When the tomb was finished, he placed the body inside.
No glyphs. No infernal seals. Just a name carved with a dagger's hilt onto black stone:
Kaane Kithritch.
Born in power. Buried in flame.
Vayrik stood over it a long time.
Then left the room in silence.
---
Upstairs, the guild was quiet.
Kael sat sharpening his blade in the courtyard, eyes distant. Aylin lay in beastform near the hall's open doors, her tail flicking lazily through falling dust. Mugen walked alone in the outer grounds, his shadow long and pinned under starlight.
Tamura stood at the rooftop's edge, staring down at the city that didn't know how close it had come to collapse.
His hair, wind-swept and half-dimmed, still shimmered faintly in the dark.
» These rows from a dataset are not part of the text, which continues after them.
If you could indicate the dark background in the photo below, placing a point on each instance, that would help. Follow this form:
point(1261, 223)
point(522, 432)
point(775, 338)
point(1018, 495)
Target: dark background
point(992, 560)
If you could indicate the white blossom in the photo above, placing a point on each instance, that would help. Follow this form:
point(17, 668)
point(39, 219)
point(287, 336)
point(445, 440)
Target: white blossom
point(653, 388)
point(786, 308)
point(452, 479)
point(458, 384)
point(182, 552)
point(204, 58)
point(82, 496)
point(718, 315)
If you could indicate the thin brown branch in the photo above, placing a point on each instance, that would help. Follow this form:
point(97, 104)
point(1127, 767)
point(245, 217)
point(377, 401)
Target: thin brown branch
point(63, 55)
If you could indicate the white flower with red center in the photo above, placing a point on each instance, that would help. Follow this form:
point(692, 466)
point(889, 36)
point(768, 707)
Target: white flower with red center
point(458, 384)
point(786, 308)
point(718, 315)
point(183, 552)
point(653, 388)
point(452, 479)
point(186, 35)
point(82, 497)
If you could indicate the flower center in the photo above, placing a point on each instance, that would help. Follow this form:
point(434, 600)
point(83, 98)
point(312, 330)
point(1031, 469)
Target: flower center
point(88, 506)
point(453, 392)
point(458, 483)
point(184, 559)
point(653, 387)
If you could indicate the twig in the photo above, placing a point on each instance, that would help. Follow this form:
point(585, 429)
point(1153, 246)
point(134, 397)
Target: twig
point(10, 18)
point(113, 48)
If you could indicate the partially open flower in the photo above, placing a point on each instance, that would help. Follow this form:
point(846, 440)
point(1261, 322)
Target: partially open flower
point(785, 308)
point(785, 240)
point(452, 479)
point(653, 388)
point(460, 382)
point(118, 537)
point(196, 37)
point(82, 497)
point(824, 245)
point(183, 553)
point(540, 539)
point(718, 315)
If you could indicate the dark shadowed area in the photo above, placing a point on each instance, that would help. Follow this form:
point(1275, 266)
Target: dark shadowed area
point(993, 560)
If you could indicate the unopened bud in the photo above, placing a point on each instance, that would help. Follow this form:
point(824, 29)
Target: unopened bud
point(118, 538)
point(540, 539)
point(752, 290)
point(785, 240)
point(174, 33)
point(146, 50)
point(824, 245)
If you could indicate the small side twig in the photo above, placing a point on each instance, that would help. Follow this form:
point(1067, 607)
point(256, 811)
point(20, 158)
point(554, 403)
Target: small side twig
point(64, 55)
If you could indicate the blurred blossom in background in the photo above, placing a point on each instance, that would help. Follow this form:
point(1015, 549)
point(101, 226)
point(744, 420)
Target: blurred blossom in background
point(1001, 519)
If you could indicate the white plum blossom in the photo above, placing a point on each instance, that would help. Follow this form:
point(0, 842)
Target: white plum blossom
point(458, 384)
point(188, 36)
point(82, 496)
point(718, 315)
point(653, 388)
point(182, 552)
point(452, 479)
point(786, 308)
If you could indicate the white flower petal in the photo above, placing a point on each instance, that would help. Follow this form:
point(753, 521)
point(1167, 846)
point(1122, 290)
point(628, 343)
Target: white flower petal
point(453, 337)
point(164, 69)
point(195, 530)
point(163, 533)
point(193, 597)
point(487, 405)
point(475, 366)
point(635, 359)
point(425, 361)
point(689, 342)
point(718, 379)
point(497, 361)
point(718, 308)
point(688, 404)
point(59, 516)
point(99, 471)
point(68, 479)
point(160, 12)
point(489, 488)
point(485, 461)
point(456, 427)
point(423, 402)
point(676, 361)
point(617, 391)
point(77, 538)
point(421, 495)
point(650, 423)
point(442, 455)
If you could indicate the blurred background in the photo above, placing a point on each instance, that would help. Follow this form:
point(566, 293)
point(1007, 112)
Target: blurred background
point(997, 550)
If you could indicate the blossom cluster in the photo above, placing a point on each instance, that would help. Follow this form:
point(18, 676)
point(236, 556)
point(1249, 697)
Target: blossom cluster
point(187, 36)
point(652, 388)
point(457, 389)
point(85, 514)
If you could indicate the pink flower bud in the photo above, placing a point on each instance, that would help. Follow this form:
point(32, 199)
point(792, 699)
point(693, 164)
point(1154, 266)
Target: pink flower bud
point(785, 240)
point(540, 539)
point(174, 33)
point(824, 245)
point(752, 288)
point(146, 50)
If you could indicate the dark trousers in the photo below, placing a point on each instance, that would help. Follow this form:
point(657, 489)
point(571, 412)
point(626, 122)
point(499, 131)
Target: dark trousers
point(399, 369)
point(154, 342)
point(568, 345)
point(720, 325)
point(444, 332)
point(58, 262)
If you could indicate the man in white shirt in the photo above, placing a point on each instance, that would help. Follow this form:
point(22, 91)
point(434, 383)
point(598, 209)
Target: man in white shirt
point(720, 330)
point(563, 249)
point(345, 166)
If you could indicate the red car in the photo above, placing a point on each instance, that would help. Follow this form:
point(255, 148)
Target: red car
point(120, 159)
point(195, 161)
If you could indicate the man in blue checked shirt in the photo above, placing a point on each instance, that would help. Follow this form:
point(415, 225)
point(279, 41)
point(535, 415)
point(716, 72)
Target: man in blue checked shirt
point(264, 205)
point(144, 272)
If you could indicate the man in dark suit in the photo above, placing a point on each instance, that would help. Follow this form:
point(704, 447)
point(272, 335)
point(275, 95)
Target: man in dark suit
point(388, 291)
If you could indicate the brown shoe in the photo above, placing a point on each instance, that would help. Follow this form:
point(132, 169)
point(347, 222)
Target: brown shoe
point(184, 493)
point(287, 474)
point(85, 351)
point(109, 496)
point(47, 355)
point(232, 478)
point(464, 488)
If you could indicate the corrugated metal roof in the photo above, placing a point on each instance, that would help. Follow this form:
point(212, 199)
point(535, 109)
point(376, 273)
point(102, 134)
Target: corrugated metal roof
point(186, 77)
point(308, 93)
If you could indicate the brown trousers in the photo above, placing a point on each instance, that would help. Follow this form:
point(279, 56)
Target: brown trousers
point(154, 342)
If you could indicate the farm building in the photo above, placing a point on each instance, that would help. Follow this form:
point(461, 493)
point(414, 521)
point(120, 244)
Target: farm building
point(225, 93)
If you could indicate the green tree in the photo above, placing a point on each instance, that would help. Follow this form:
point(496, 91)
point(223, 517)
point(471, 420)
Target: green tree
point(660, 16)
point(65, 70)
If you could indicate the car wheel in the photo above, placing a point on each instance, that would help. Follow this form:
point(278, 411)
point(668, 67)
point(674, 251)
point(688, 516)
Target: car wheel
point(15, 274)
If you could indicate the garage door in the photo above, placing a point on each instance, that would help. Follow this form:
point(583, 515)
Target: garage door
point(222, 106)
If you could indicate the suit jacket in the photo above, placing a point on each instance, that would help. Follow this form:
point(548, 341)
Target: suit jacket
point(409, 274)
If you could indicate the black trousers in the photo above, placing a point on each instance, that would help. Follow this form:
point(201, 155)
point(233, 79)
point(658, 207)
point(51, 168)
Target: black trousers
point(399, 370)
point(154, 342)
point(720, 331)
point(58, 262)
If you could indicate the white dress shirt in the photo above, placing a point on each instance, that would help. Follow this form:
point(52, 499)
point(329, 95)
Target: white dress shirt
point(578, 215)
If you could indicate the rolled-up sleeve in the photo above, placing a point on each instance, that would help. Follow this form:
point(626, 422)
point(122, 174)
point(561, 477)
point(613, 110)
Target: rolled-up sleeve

Mugen climbed up beside him.
"Did you hear?"
Tamura nodded.
"He buried him. His own brother. And without ceremony."
Mugen sat.
"Good. I don't think that name deserves prayer."
Tamura didn't speak.
His mark pulsed once. It was just a flicker. Violet. Red. Then quiet.
"It felt like something wanted him to live. Even at the end."
Mugen looked at him.
"Gods or ghosts. It doesn't matter. He's gone."
Tamura turned toward his brother.
"No. He's here now. Under everything we build."
They sat in silence as the night grew colder.
Far below them, in the depths of the guild's foundation, a single glyph flickered unseen and etched not by magic, but by fate. The unspoken tale of Kaane.